The National Programme for IT has finally come to an end, although the bill for the enormously expensive and controversial project will continue to be paid for years to come.
The deadline to exit NPfIT national contracts in the North, Midlands and East passed on 7 July, marking the end of the final chapter of the £12.7 billion attempt to bring the NHS into the digital age.
Trusts in these regions should have now signed new local contracts but most have opted to simply stick with those services that were deployed under the national contracts with United States-based company CSC.
In a final move before the July deadline, four additional trusts have also applied, and will likely receive, extra Department of Health funding to deploy Lorenzo, the electronic record CSC planned to roll-out across the NME before running into development and deployment troubles.
That means 15 trusts will now receive additional central funding to deploy Lorenzo for years to come, with some of these contracts stretching out until 2022.
Health and Social Care Health Information Centre figures show that of the 782 systems deployed across 223 organisations under the NPfIT in the NME, 64 % were being retained under new local contracts.
In acute trusts this was mostly mix of older iSoft systems originally deployed as “interim” measures, such as the i.PM patient administration system, the i.CM clinical suite and related products such as the Ormis theatre system.
Only 15 % of IT services were dropped in favour of a replacement, and the rest were retired or replaced following organisational changes, such as trust mergers.
Nic Fox, HSCIC provider support director, said the motivation behind sticking with the status quo would vary from trust to trust. But it was likely a combination of the systems still working well and the massive shift need to move to a new platform.
“Those systems have not stood still in the meantime. They have continued to be improved,” he said. “A number of organisation are happy and content with that service.”
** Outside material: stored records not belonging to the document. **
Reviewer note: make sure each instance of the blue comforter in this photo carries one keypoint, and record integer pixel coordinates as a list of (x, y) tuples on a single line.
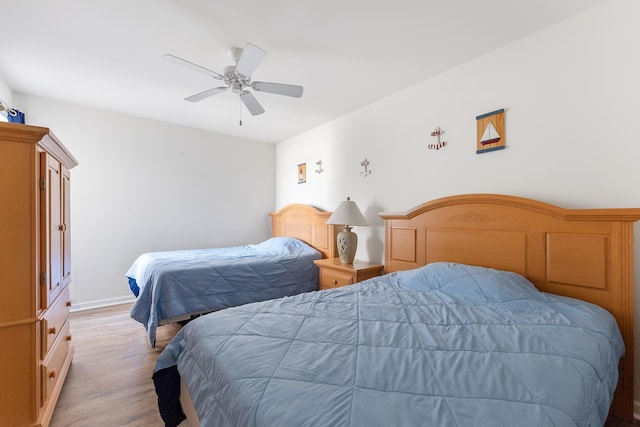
[(442, 345), (177, 283)]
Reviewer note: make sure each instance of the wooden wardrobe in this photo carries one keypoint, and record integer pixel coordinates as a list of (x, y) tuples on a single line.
[(35, 271)]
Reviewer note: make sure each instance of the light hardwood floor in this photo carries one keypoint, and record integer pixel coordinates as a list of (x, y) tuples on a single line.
[(109, 383)]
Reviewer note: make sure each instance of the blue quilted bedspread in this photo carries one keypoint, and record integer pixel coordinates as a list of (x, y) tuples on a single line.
[(177, 283), (442, 345)]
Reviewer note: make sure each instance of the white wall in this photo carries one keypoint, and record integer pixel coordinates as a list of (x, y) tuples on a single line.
[(572, 100), (7, 96), (144, 185)]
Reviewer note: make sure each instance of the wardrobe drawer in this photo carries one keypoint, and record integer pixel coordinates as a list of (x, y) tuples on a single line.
[(52, 366), (53, 320)]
The GPs in the NME too have generally stuck with what they gained under the NPfIT, namely TPP’s SystmOne, with only 1% of the 2,036 systems switched to another supplier.
But while most organisations have proactively chosen to stick with the status quo, a handful of trusts have missed the deadline to exit the NPfIT altogether.
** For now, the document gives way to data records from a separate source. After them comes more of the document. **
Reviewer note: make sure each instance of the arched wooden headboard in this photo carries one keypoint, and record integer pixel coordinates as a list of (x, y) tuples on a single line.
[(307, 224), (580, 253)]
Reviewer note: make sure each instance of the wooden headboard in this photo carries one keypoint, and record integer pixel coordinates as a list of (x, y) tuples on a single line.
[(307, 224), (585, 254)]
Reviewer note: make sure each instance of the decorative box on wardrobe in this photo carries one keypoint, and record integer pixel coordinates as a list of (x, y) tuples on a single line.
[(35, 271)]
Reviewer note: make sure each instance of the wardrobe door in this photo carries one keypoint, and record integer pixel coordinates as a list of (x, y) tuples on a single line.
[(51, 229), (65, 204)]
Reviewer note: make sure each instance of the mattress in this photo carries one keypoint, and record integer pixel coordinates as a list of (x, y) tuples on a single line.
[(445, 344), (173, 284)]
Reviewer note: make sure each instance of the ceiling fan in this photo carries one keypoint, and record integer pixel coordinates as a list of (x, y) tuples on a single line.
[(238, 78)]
Seventeen organisations, managing 30 IT systems, had not found an alternative to NPfIT contract by the July deadline. This was higher than predictions in February that 15 deployments would not have been shifted off the national contracts in time.
Fox said most of the latecomers were planning to move to a new EPRs but hadn’t quite made the move. “For that small number, some are going through the transition to other systems,” he said.
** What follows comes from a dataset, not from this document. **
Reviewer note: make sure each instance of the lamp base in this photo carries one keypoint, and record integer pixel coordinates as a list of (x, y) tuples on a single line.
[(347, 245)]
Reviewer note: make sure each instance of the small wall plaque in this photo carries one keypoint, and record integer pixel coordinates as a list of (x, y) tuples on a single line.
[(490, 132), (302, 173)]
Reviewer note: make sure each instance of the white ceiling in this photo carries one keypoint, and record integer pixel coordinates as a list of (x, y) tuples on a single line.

“So we are giving them a bit more breathing space.” These systems would continue on NPfIT contracts, with no loss of service, but the trusts would have to meet this expense locally, he said.
This is contrast to the HSCIC’s position in October last year, when the regions’ NHS IT directors were warned that “this will not be a safe place to be on 8 July, if we do not get this right”.
The NPfIT was launched more than a decade with a huge war chest and grand palns to revolutionise technology in the NHS but stuttered to stop amid delays, slashed budgets, a stream of damning investigations and even legal action.
In a final reckoning of the programme in 2013, the Department of Health found that the total expected cost of the programme would £9.8 billion.
The department predicted that £10.7 billion in benefits could be realised eventually but at the time on £3.7 billion of actual benefits had been identified.